O que quero dizer com isto?
Olhem para alguém a conversar: quem fala vê a reacção às suas palavras em tempo real, adapta o tom a essa reacção, volta atrás, pára, consegue perceber se o outro está a compreender ou não. Quando chega a sua altura de ouvir, sorri ou franze o sobrolho — ou usa um dos muitos gestos da cara ou do corpo que tornam as conversas muito vivas e interessantes.
Ora, quando estamos a escrever, é como se estivéssemos a falar com uma venda nos olhos: não vemos quem nos ouve, às vezes nem sabemos quem são ou quantos são…
Temos uma venda nos olhos e, ainda por cima, parece que temos as mãos atadas atrás das costas… Se repararem bem, quando conversamos, as nossas mãos mexem-se quase tanto como a língua. Quando escrevemos, as nossas mãos desaparecem e temos palavras apenas, sem tom, sem gesto, sem cheiro.
O alívio que é estar fente a frente, tocar ao de leve no braço da outra pessoa para dizer “vá, estou só a brincar”. Ou então fazer uma cara séria ou ironizar com o tom da voz.
A nossa linguagem e o nosso corpo ligam-se de forma íntima.
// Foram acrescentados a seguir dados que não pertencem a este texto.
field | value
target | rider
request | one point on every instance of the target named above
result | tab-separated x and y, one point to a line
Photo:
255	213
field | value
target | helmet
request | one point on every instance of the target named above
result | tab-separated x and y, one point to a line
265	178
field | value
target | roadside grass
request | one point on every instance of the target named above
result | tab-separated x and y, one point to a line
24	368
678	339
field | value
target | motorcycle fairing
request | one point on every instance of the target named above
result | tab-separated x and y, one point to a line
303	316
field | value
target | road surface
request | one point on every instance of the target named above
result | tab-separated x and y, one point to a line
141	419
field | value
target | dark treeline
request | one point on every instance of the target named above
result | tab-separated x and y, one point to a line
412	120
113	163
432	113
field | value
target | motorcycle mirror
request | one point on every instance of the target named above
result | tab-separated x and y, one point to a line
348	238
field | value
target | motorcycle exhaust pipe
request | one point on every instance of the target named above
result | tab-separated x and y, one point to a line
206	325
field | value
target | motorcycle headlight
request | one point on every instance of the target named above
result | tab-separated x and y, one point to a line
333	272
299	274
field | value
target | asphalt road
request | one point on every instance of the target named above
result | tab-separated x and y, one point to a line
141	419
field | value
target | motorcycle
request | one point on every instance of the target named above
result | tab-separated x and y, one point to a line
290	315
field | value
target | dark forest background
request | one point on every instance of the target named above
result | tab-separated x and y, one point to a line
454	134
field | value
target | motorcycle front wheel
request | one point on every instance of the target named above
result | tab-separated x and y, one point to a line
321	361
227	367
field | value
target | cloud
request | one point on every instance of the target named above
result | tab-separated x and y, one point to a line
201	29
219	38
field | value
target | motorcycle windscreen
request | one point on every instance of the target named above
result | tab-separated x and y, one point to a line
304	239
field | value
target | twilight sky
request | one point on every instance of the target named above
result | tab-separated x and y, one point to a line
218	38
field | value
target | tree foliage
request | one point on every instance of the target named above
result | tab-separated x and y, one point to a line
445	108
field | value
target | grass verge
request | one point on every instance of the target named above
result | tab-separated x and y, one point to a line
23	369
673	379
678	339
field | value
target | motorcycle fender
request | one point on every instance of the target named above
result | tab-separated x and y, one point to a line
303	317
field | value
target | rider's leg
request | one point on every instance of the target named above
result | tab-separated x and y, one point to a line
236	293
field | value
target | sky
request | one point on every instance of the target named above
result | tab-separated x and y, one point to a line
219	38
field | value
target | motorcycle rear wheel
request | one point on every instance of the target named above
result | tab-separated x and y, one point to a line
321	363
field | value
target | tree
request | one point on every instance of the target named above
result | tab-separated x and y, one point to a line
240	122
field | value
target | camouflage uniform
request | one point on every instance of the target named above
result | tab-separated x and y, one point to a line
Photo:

Quando escrevemos, deixamos as nossas palavras sozinhas, perante o leitor, sem a protecção do nosso corpo e dos nossos gestos.
É por isso que a palavra escrita é tão perigosa. Está sujeita a muitos enganos e não podemos corrigir facilmente um qualquer descuido ou falha de interpretação. Ora, sendo perigosa, é, ainda por cima, mais permanente: a palavra dita da boca para fora pode até ofender, mas se tudo correr bem em breve está esquecida. A palavra escrita fica. E mói. E às vezes engana durante séculos e séculos.
Tudo isto para vos dizer que é por isso mesmo que os bons escritores são génios e o seu trabalho muito mais difícil do que se diz por aí.
Os bons escritores conseguem usar a seu favor as limitações da palavra escrita, criando ambiguidades e pequenas ironias que são a base de muito do prazer da literatura.
Outras vezes, ultrapassam todos esses limites: rasgam a venda e desatam as mãos e fazem-nos crer só com as palavras que estamos mesmo lá, a ouvir aquilo que nos dizem e a ver aquilo que nos contam.